Book Review: ‘Sermons in Stone’ Is Weighty in a Good Way
The stone walls of New England aren’t as old as the pyramids, but in their own way they’re as inscrutable, and evidence of human industry and life in places long ago abandoned and overtaken by nature. A ramble through the woods of Northern New England, on old, isolated roads cut through steep hillsides, often takes you past cellar holes that are the remains of houses and barns and stone walls that were intended to pen livestock.
The walls march up and down hills, run across fields and skirt streams. Time has weathered the granite and slate, moss and lichen have crept in, some of the rocks have fallen away, trees have taken root in the chinks between the stones, but as structures they’ve survived largely intact.
Who built the walls, and why and how, are the subject of Countryman Press’s reissue of Sermons in Stone by Susan Allport, with charming illustrations by David Howell. In a book filled with facts, two stand out. The Northeast is the only part of the country that relied primarily on stone walls for fencing, and there are approximately 250,000 miles of them throughout New York and New England, a distance greater than the amount of railroad track in the U.S.
The reason why settlers in the Northeast from the post-Revolution era through the early 20th century used stone to the exclusion of nearly every other material isn’t difficult to discern. The Northeast abounds with stone — granite, schist, gneiss, limestone — and glacial erratics, the huge boulders deposited as the crushing force of the glaciers carved out valleys and mountains, and brought rocks with them.

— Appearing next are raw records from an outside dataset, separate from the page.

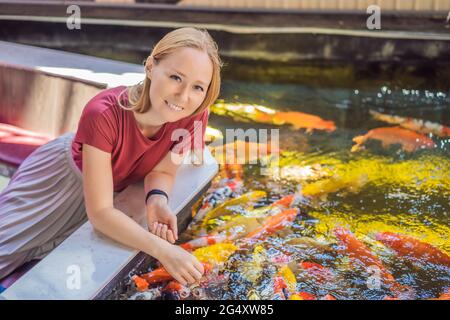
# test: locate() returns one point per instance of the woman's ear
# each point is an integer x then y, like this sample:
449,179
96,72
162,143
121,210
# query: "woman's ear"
148,67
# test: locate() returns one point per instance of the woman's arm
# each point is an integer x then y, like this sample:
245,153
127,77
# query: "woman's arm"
160,219
98,194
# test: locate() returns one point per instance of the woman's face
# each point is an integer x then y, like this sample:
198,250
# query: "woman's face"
179,83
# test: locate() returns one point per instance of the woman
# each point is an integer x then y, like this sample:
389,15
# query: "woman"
124,135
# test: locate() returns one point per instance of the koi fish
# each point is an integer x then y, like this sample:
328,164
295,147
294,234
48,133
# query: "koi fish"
302,296
322,188
289,278
140,283
417,125
409,140
150,294
307,242
175,291
285,202
217,196
278,288
161,275
215,254
233,171
360,253
244,112
445,295
301,120
319,272
274,223
328,297
224,209
302,173
252,270
413,249
262,114
208,240
241,152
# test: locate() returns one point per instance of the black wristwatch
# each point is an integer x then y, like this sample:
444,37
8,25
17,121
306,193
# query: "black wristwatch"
156,191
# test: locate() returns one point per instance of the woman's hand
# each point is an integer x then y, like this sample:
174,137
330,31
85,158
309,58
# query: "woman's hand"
180,264
160,219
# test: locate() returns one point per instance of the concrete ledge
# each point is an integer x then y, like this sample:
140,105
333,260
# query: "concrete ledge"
95,258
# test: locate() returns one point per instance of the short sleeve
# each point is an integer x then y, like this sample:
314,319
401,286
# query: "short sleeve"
97,127
192,136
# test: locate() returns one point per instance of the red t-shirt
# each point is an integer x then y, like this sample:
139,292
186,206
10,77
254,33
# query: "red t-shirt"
108,127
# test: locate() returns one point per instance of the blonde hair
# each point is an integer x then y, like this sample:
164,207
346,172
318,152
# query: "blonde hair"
138,95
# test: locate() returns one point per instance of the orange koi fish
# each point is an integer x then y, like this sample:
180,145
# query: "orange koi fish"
361,253
208,240
417,125
140,283
262,114
176,290
301,120
278,288
413,249
409,140
217,196
274,223
328,297
161,274
241,152
445,295
302,296
320,273
244,112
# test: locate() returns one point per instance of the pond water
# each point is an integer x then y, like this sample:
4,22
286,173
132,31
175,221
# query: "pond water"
349,201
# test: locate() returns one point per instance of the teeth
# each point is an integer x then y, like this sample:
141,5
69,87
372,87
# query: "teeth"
174,106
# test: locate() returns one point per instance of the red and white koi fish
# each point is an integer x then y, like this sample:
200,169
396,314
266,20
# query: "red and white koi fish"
274,223
413,249
319,272
417,125
176,290
279,285
409,140
445,295
302,296
208,240
203,241
217,196
300,120
161,275
361,254
242,152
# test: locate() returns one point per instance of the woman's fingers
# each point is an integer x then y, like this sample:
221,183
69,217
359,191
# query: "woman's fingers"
197,275
199,267
153,227
173,225
189,278
164,232
158,230
180,279
170,237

With the exception of the Connecticut River Valley, this wasn’t flat, easily tilled land. There were millions of acres of forest that the settlers set about clearing for agriculture, and then innumerable tree stumps to remove. The climate was harsh in winter, and after cycles of freezing and thawing, the terrain heaved up rocks every spring that would have to be disposed of to make fields arable.

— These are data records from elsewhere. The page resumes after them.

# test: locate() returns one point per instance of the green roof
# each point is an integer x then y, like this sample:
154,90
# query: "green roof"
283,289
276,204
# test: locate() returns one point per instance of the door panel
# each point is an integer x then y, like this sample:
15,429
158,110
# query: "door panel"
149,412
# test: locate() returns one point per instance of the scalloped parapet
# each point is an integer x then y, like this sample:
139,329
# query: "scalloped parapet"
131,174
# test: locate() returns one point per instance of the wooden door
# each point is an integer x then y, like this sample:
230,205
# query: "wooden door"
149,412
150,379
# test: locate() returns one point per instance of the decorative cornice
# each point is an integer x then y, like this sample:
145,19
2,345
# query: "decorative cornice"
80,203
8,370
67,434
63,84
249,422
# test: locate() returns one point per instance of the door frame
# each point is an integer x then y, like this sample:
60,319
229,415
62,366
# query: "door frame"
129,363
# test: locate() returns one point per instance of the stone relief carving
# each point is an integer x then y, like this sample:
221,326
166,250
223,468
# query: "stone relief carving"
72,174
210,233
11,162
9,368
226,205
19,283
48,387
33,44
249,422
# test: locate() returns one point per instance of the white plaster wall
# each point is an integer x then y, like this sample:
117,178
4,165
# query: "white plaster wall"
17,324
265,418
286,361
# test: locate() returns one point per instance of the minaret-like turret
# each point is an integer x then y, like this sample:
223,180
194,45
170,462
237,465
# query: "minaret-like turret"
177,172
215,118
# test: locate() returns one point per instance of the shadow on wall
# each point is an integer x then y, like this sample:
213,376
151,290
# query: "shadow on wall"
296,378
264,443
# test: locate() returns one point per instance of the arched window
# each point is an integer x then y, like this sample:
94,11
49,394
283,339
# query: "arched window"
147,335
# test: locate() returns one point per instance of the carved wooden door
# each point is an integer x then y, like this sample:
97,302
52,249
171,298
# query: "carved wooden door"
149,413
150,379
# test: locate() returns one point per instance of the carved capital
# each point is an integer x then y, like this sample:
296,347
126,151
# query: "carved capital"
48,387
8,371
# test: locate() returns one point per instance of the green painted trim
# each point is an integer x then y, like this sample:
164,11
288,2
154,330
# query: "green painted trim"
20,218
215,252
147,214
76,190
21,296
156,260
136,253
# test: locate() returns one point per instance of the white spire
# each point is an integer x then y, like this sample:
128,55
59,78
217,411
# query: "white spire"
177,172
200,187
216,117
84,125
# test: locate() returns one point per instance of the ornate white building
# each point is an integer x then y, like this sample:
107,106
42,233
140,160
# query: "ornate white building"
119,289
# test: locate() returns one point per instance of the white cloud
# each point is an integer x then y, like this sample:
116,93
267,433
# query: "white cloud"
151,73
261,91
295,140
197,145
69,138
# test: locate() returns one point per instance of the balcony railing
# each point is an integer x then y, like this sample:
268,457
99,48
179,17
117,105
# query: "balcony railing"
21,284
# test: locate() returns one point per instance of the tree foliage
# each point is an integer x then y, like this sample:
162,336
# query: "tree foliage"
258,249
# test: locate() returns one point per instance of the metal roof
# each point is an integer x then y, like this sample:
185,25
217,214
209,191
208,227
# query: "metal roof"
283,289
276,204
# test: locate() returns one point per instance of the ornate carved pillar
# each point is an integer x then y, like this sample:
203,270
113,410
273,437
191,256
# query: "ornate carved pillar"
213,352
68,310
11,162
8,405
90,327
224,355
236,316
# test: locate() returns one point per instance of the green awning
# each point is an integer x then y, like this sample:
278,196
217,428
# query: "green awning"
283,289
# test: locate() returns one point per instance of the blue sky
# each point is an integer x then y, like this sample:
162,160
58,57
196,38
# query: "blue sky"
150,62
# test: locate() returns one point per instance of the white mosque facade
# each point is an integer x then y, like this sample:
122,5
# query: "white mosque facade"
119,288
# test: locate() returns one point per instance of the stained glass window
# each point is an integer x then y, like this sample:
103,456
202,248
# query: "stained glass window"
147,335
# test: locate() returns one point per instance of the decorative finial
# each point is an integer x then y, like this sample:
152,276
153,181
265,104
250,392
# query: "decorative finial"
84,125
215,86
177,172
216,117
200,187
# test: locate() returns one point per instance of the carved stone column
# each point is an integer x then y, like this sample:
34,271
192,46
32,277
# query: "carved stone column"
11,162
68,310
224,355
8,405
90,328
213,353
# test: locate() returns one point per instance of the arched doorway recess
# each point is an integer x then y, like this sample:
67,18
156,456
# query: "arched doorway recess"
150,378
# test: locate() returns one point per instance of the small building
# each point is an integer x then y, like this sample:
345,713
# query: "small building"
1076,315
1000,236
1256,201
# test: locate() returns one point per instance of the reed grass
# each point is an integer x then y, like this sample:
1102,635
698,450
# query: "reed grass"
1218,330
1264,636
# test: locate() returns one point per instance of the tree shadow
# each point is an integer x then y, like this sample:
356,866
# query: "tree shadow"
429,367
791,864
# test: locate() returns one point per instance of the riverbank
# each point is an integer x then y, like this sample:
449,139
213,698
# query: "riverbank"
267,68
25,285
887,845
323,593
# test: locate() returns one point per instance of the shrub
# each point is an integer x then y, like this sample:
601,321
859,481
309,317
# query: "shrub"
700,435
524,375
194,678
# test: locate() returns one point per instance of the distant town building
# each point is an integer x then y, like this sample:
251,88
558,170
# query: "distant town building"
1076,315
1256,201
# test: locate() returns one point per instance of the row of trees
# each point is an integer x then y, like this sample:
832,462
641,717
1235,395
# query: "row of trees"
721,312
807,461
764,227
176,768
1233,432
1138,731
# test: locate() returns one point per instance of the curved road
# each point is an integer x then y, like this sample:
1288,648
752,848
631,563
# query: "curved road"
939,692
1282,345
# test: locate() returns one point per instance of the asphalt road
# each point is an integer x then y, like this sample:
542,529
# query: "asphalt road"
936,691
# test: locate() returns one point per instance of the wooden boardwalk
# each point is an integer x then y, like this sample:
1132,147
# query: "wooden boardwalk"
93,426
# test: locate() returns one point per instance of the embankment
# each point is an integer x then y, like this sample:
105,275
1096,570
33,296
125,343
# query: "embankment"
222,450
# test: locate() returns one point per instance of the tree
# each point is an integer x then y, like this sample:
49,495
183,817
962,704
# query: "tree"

Settlers used the stones in a number of ways: they built walls and enclosures and they tossed them into makeshift piles to get them out of the way. They harnessed teams of oxen to move boulders and rocks on stone boats, a kind of sledge. They erected pounds for livestock. (“Pound” can be traced back to Late Middle English, according to the Oxford Dictionary of American English. The online Merriam-Webster Dictionary says it’s a derivation of pund, a place where straying livestock could be confined.)
When you see an old stone wall today, it often seems too short to have deterred any cow or sheep from escaping. But Allport points out that some walls were built to a height of four or five feet — a huge undertaking when you think about it — and that farmers often erected wooden fences or rails atop the walls for a further barrier. Eventually the wood was removed or it rotted away, leaving behind walls that look inadequate to their original purpose.

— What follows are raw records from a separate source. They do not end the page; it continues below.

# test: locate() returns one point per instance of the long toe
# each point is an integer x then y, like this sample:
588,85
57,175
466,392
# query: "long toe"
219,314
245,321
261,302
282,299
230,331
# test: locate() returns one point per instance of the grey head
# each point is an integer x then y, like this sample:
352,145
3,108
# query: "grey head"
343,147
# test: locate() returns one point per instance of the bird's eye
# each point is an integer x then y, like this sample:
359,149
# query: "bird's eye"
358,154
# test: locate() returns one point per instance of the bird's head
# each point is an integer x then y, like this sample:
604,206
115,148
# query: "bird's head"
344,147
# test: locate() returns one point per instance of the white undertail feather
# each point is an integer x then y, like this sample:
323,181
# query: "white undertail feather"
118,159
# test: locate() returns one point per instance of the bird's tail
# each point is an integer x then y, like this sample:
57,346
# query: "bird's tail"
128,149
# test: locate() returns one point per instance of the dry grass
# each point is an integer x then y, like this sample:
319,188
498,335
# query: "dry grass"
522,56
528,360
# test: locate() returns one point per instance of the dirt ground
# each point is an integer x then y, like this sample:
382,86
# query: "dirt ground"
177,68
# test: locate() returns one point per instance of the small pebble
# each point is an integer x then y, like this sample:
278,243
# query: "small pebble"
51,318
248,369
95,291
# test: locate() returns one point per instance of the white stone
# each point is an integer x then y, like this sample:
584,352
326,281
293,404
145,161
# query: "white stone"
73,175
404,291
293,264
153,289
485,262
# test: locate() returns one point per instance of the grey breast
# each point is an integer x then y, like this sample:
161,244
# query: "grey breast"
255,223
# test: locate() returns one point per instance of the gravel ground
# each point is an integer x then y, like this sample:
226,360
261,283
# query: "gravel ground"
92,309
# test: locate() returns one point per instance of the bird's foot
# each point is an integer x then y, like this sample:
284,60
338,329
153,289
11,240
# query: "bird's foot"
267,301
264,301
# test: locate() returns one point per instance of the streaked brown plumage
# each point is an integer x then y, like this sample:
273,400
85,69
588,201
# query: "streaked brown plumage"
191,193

Allport debunks a number of lingering myths about stone walls and other structures. First, structures that seem mysterious to us now, like a stone enclosure or oven-shaped dome made from rocks, are not the relics of long-ago Viking or Celtic settlements, as some maintain, but pounds, root cellars or grain holders.
If there had been Viking or Celtic incursions into what is now New England, Allport argues, you would have expected to find other evidence of them. At the only verified Viking settlement in North America, L’Anse aux Meadows in Newfoundland, which dates roughly to 1000 C.E. there were ample artifacts and structural remains. No such hard evidence exists for any European settlements in New England and New York prior to those of the Dutch and the English.
Allport also expands our understanding of who built the stone walls. Tradition has it that they were erected early on by sturdy English settlers. In fact, the building of stone walls begins a decade or two after the Revolution and reaches its apex between 1820 and 1850. And they were built not just by farmers, but by slaves, indentured servants and Algonquins and Narragansetts, among other tribes, who were pressed into service.
The material in Sermons in Stone isn’t new; there have been books written in the past, and there will be books written in the future, on the stone walls of the Northeast.
But you can’t help but respond to Allport’s abiding interest in them and her zeal in uncovering germane and occasionally odd facts. She writes succinctly and clearly, and has the ability to make the subject seem as if it’s one of the most fascinating topics in the world. Which is about all you can ask of a writer.